Safety Critical Systems

A safety-critical system is a system whose failure or malfunction may result in one (or more) of the following outcomes:

  • Death or series injury
  • Loss or severe damage to equipment/property
  • Environmental harm

Safety-critical systems are increasingly becoming computer based. A safety-related system comprises everything (hardware, software, and human aspects) needed to perform one or more safety functions.

Safety Critical Software

Software by itself is neither safe nor unsafe; however, when it is part of a safety-critical system, it can cause or contribute to unsafe conditions. Such software is considered safety critical.

According to IEEE, safety-critical software is

Software whose use in a system can result in unacceptable risk. Safety-critical software includes software whose operation or failure to operate can lead to a hazardous state, software intended to recover from hazardous states, and software intended to mitigate the severity of an accident.

Software based systems are used in many applications where a failure could increase the risk of injury or even death. The lower risk systems such as an oven temperature controller are safety related, whereas the higher risk systems such as the interlocking between railway points and signals are safety critical.

Although software failures can be safety-critical, the use of software control systems contributes to increased system safety. Software monitoring and control allows a wider range of conditions to be monitored and controlled than is possible using electro-mechanical safety systems. Software can also detect and correct safety-critical operator errors.

System Dependability

For many computer-based systems, the most important system property is the dependability of the system. The dependability of a system reflects the users degree of trust in that system. It reflects the extent of the users confidence that it will operate as users expect and that it will not fail in normal use.

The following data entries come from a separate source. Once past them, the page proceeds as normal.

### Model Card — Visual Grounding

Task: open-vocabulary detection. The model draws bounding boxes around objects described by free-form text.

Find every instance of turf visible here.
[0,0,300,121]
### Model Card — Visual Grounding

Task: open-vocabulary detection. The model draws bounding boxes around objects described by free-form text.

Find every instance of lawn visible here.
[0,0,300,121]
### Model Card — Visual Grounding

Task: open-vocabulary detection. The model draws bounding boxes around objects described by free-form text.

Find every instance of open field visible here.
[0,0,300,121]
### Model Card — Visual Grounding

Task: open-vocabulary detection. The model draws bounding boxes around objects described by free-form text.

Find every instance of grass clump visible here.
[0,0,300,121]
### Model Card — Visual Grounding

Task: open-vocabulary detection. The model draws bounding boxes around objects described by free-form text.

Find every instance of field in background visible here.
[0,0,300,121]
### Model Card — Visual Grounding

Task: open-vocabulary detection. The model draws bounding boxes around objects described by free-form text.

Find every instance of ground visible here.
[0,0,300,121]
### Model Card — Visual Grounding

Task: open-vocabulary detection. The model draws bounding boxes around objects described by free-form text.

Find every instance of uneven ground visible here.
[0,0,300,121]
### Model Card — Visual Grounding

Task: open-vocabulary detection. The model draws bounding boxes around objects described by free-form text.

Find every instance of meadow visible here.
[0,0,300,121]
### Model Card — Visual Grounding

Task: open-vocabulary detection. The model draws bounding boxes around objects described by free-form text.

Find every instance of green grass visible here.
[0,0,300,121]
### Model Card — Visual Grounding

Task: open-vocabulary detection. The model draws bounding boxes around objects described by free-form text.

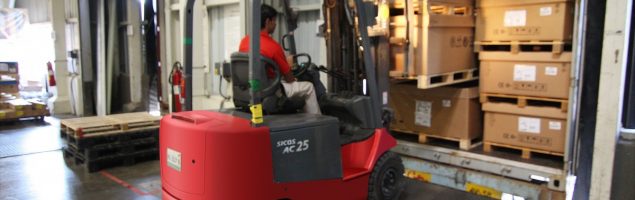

System failures may have widespread effects with large numbers of people affected by the failure. The costs of a system failure may be very high if the failure leads to economic losses or physical damage. Dependability covers the related systems attributes of reliablity, availability, safety, and security. These are inter-dependent.

  • Availability: The ability of the system to deliver services when requested. Availability is expressed as probability: a percentage of the time that the system is available to deliver services.
  • Reliablity: The ability of the system to deliver services as specified. Reliablity is also expressed as probability.
  • Safety: The ability of the system to operate without catastrophic failure threating people or the environment. Reliablity and availability are necessary but not sufficient conditions for system safety.
  • Security: The ability of the system to protect itself against accidental or deliberate intrusion.

How to Achieve Safety?

  • Hazard avoidance: The system is designed so that some classes of hazard simply cannot arise.
  • Hazard detection and removal: The system is designed so that hazards are detected and removed before they result in an accident.
  • Damage limitation: The system includes protection features that minimise the damage that may result from an accident.

How Safe is Safe Enough?

Accidents are inevitable, achieving complete safety is impossible in complex systems. Accidents in complex systems rarely have a single cause as these systems are designed to be resilient to a single point of failure. This means that almost all accidents are a result of combinations of malfunctions rather than single failures. It is probably the case that anticipating all problem combinations, especially, in software controlled systems is impossible so achieving complete safety is impossible.

The answer depends greatly on the different industries:

  • "How much should we spend to avoid fatal accidents on the roads or railways?"
  • "What probability of failure should we permit for the protection system of this nuclear reactor?"
  • "What probability of failure should we permit for safety-critical aircraft components?"

Dependability Costs

Dependability costs tend to increase exponentially as increasing levels of dependability are required. There are two main reasons behind this:

  1. The use of more expensive development techniques and hardware that are required to achieve the higher levels of dependability.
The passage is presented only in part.